Asosiasi Internasional untuk Bisnis dan Masyarakat 

Layanan dan informasi tambahan untuk Bisnis & Masyarakat dapat ditemukan di : 

Peringatan Email: http://bas.sagepub.com/cgi/alerts 

Langganan: http://bas.sagepub.com/subscriptions 

Cetak Ulang: http://www.sagepub.com/journalsReprints.nav 

Izin: http: / /www.sagepub.com/journalsPermissions.nav 

Kutipan: http://bas.sagepub.com/content/44/1/74.refs.html
Diunduh dari bas.sagepub.com oleh octy feniza pada tanggal 15 Oktober 2010 

Tata Kelola Perusahaan ,Nilai


Manajemen, dan Standar:
Perspektif Eropa

JOSEF WIELAND 
University of Applied Sciences 

Artikel ini mengedepankan argumen bahwa Penerapan kode tata kelola perusahaan tidak dapat diwujudkan
hanya dengan program kepatuhan. Relevansinya dalam bisnis sehari-hari ditentukan oleh nilai-nilai moral
budaya perusahaan. Dalam konteks ini, tata kelola diartikan sebagai sumber daya dan kemampuan
perusahaan 
, termasuk sumber daya moral, untuk bertanggung jawab kepada semua pemegang sahamnya. Sebuah diskusi
kritis tentang teori keagenan, teori biaya transaksi, dan atau teori organisasi menunjukkan bahwa pendekatan
seperti itu hanya mungkin jika perusahaan tidak dianggap sebagai mesin yang memaksimalkan kepentingan
pemegang saham tetapi sebagai bentuk ekonomi kerjasama dari sumber internal dan eksternal dan pemangku
kepentingan. Sebuah studi empiris pada 22 kode tata kelola perusahaan Eropa menunjukkan bahwa sebagian
besar kode Eropa berorientasi pada pemangku kepentingan dan perusahaan.
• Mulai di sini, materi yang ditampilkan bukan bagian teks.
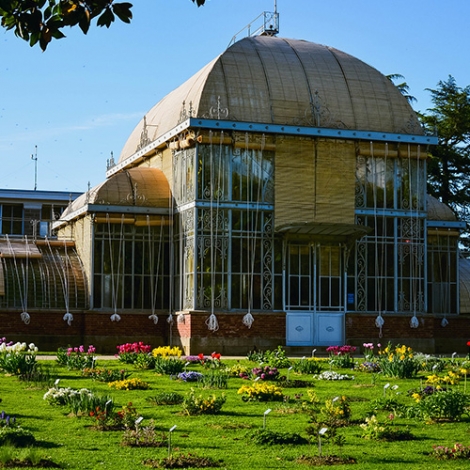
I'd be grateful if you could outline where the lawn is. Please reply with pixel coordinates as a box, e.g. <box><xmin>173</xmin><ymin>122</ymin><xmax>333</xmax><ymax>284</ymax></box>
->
<box><xmin>0</xmin><ymin>346</ymin><xmax>470</xmax><ymax>470</ymax></box>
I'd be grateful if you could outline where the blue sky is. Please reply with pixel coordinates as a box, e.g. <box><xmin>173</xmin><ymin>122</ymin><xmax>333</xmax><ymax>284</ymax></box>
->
<box><xmin>0</xmin><ymin>0</ymin><xmax>470</xmax><ymax>192</ymax></box>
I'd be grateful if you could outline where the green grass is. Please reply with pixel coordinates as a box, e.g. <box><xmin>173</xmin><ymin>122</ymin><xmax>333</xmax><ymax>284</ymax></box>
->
<box><xmin>0</xmin><ymin>354</ymin><xmax>470</xmax><ymax>470</ymax></box>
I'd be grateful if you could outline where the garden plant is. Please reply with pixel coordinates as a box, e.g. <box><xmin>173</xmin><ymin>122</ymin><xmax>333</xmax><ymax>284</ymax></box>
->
<box><xmin>0</xmin><ymin>340</ymin><xmax>470</xmax><ymax>470</ymax></box>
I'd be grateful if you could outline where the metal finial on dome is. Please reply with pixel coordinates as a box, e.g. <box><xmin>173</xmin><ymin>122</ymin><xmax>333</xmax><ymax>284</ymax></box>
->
<box><xmin>228</xmin><ymin>0</ymin><xmax>279</xmax><ymax>47</ymax></box>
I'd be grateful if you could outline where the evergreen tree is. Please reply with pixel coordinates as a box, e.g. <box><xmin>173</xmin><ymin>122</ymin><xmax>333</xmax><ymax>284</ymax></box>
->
<box><xmin>420</xmin><ymin>75</ymin><xmax>470</xmax><ymax>256</ymax></box>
Pembahasan data empiris
mengungkapkan enam prinsip dasar yang menentukan semua kode tata kelola perusahaan Eropa: hak
pemegang saham, transparansi, hak suara, regulasi remunerasi, desain struktur organisasi, dan tanggung
jawab sosial perusahaan. 

Kata kunci: tata kelola perusahaan; pemangku kepentingan; sumber daya moral; kerjasama 
TATA KELOLA PERUSAHAAN DAN ETIKA BISNIS

Selama beberapa tahun ini, pertanyaan tentang bagaimana menerapkan dan mengoperasionalkan
nilai-nilai moral, keyakinan, dan niat dalam perusahaan telah mendapat perhatian yang semakin
meningkat dalam literatur etika bisnis dan perusahaan. Masalah utama adalah untuk
mengembangkan sistem manajemen yang mampu mengintegrasikan dimensi moral dari transaksi
ekonomi dan pertanyaan nilai ke dalam strategi, kebijakan, dan prosedur perusahaan.
Tantangan sistem manajemen tersebut akan mencapai ini dalam cara berkelanjutan, dan untuk
membawa dimensi moral dan pertanyaan nilai ke tingkat keputusan khas yang diambil dalam bisnis
sehari-hari. Di Jerman, diskusi ini berkembang di bawah label manajemen nilai, menekankan
hubungan antara penciptaan nilai dan nilai moral. Ini sejalan dengan berbagai upaya di tingkat
Eropa untuk mengamankan kredibilitas dan verifikasi sistem manajemen nilai, serta dokumentasi
dan struktur pelaporannya, dengan memberlakukan standar atau pedoman dan proses jaminan untuk
mengevaluasinya.
1
Di Jerman, standar utamanya adalah ValuesManagementSystem ZfW yang dikembangkan oleh Zentrum
für Wirtschaftsethik (Pusat Etika Bisnis).2Ini telah dikembangkan berdasarkan pengalaman praktis
selama satu dekade dan kerja sama dengan perusahaan Jerman terkemuka, mulai dari usaha kecil
dan menengah (UKM) hingga perusahaan multinasional. Standar Jerman bertujuan untuk
pengelolaan yang berkelanjutan dengan mengintegrasikan dimensi ekonomi, moral, hukum, dan
politiknya. Struktur pemerintahan yang menerapkan pendekatan semacam itu bersifat komprehensif
dan integratif dan merupakan bagian dari strategi perusahaan (Wieland, 2003). Belum ada
konsensus yang dicapai mengenai pertanyaan siapa yang harus memverifikasi atau menegakkan
program semacam itu — perusahaan itu sendiri, organisasi non-pemerintah (LSM), atau peraturan
negara. Penegakan diri dan penegakan pihak ketiga dengan demikian tampak sebagai dua alternatif
yang berlawanan.

Saya ingin mengusulkan perspektif yang berbeda tentang masalah ini: Bisa dibayangkan bahwa
penegakan pihak ketiga bisa menjadi ekspresi dari pemerintahan sendiri. Penegakan pihak ketiga
dapat didasarkan pada keputusan sukarela dari pihak perusahaan (Wieland, 2003). 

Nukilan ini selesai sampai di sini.